Adopted in July 2018, the projects aimed at implementing it were to start in 2019.
Luxembourg met the second recommendation, adopting a law on name changes and gender recognition for transgender persons. A new law to this effect entered into force in September 2018, enabling intersex and transgender persons to submit an administrative request to the Minister of Justice, asking for their gender and first name(s) to be amended in public records and official documents. “ECRI welcomes the enactment of this new legislation, which no longer requires any prior medical intervention, and considers that this recommendation has been fully implemented,” the human rights monitoring body wrote.
What the law means
Under the law, a person must show through an appropriate provision of evidence that the gender mentioned in public records and official documents does not correspond to that which they present themselves as and are known by. For minors who are five years of age or older, the persons with parental authority or their legal representative can make the request. For minors under five, a legal procedure applies under certain conditions.
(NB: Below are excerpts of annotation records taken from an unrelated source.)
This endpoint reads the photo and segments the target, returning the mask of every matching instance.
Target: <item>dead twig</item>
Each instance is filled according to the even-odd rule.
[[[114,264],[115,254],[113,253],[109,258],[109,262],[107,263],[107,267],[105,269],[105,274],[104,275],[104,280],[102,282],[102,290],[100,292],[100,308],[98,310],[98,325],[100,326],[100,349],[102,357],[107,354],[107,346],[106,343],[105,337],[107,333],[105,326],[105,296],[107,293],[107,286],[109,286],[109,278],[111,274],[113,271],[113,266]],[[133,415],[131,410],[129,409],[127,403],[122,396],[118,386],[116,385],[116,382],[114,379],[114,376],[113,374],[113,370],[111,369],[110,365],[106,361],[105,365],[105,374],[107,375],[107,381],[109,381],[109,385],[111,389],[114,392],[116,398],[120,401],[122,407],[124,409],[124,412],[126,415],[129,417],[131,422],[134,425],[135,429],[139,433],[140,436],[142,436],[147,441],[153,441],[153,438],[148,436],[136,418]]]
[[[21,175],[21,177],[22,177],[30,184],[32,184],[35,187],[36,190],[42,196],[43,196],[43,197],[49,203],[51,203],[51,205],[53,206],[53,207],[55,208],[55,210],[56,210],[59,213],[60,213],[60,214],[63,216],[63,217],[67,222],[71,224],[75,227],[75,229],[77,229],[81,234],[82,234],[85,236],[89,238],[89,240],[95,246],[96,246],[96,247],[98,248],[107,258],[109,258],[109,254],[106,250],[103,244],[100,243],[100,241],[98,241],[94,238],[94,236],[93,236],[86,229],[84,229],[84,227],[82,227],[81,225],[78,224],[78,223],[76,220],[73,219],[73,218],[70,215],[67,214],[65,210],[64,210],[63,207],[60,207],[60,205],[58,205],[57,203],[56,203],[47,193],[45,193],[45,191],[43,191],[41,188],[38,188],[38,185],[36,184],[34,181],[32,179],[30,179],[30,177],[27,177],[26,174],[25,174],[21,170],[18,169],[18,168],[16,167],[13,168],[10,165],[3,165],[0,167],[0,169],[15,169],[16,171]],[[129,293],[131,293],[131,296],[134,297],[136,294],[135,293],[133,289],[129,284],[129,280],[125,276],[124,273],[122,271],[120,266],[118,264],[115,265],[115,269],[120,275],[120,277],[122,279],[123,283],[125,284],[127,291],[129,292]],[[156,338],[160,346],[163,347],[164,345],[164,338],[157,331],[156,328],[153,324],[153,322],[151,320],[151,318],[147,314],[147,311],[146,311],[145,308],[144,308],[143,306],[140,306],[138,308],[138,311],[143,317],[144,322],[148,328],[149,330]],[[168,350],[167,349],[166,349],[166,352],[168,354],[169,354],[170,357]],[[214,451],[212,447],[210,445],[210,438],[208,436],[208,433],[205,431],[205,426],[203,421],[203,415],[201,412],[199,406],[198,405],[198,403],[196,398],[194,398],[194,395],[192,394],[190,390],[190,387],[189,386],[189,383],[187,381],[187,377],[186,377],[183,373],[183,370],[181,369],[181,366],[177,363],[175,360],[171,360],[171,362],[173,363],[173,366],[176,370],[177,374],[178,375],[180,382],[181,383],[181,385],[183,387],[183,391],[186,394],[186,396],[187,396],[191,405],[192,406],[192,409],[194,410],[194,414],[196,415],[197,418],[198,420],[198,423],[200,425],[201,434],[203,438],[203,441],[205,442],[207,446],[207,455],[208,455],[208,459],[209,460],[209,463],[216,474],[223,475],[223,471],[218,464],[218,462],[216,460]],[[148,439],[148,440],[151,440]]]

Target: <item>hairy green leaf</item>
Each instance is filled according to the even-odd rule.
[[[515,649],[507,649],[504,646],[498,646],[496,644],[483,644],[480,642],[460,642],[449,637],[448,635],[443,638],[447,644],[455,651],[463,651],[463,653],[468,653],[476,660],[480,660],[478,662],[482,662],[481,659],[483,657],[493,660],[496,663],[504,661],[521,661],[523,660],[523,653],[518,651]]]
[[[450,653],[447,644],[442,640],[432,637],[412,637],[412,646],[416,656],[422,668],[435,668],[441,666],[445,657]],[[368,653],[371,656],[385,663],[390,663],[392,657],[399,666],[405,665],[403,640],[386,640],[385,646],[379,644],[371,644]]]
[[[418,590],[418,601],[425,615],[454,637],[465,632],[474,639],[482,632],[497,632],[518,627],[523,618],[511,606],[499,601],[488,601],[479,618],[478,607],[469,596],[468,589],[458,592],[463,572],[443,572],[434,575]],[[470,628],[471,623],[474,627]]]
Under the Marriage Equality Act introduced in 2014, an applicant may remain married after changing their gender in the public records and official documents.
According to the ECRI report, the new legal framework has been welcomed by civil society representatives because the administrative procedure is more respectful of a person’s dignity as it relies on self-declaration and no longer requires prior intervention by a psychiatrist, another doctor or a third party.